Even without additional staff, physicians need to get buy-in from others at the practice. Quality bonuses of employed physicians are usually dependent not only on their performance but also on that of the department and the institution. Independent physicians may find that meeting various quality metrics requires cooperation from other staff. This could mean devising a performance program for them as well.
“Doing well on quality measures is a team sport,” said Brent Asplin, MD, president of Fairview Medical Group in Minneapolis, which in April 2011 shifted compensation for its 500 employed physicians to a model that bases about 40% of the total on quality measures. “It takes everyone working towards the same goals.”
But the key thing, say most health care consultants, is getting regular data on how the practice is doing. A survey of 4,500 health professionals by ZS Associates released May 14 found that 55% of primary care physicians and 54% of specialists said they did not receive sufficient progress updates. One of the complaints about the Medicare Physician Quality Reporting System program is that data given back to physicians come in so late that it is impossible make changes.
Medical practice consultants say getting data as close to real time as possible helps practices gauge progress and adjust. If that is not doable, weekly or monthly reports may get a practice where it wants to go. A physician’s performance should be compared against that of others in the group or national benchmarks.
“Things improve if we can show data, and the data is believable, and we can benchmark that data against something,” Dr. Shuman said. “Physicians respond to that.”
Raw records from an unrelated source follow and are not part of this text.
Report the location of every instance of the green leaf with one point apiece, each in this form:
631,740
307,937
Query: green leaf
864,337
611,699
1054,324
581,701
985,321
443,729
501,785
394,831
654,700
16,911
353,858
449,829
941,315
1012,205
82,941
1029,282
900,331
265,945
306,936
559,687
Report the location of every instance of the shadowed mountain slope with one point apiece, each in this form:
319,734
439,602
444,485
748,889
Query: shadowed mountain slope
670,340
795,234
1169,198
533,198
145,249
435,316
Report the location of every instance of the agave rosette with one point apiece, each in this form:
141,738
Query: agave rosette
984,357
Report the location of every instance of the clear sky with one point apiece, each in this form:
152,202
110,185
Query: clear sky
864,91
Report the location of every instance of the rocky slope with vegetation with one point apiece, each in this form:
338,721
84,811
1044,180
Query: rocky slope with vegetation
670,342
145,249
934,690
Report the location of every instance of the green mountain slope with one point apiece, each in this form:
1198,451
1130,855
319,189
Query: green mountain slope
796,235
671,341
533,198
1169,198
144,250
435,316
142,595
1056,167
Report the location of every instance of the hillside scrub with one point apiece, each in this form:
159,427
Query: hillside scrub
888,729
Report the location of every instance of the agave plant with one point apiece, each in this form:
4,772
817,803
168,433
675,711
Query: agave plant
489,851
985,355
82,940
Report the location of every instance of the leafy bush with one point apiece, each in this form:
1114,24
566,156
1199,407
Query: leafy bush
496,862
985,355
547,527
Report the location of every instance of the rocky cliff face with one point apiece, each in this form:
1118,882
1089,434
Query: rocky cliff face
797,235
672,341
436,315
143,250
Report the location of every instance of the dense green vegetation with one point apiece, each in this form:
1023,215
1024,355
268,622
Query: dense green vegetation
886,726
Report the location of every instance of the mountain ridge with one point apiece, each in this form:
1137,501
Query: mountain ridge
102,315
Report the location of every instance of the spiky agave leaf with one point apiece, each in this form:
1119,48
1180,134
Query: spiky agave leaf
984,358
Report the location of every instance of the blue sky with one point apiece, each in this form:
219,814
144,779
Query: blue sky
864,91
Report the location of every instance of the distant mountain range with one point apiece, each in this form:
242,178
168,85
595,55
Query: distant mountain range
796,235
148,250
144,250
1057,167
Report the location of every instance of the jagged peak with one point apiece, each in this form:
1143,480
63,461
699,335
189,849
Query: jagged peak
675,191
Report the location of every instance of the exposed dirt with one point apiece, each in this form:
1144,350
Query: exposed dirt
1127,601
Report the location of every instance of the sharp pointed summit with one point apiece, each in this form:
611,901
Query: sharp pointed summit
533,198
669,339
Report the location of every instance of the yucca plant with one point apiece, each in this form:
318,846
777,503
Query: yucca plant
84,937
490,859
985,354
But the most critical piece of advice is not to ignore the move toward quality pay. The consensus is that this trend is not going away. According to a survey of 204 hospital executives released June 5 by Forbes Insights and sponsored by Allscripts Healthcare Solutions, 73% agreed completely or somewhat that physicians needed to shift from volume to value immediately. Thirty-nine percent expected a quarter of total revenue to be linked to value-based purchasing within five years. Seventeen percent said it would comprise half of revenue. So if a quality program is not available in a medical practice’s area, consultants suggest devising one in-house to be prepared for those that emerge in the future.
“If you want to have some control over your destiny, start getting together with your staff to figure out the most important metrics,” Wasserman said. “Develop some of your own benchmarks. When you have the data to demonstrate what you can do, start approaching the payers. Be a little more proactive, and tell them why these are the important things in your area.”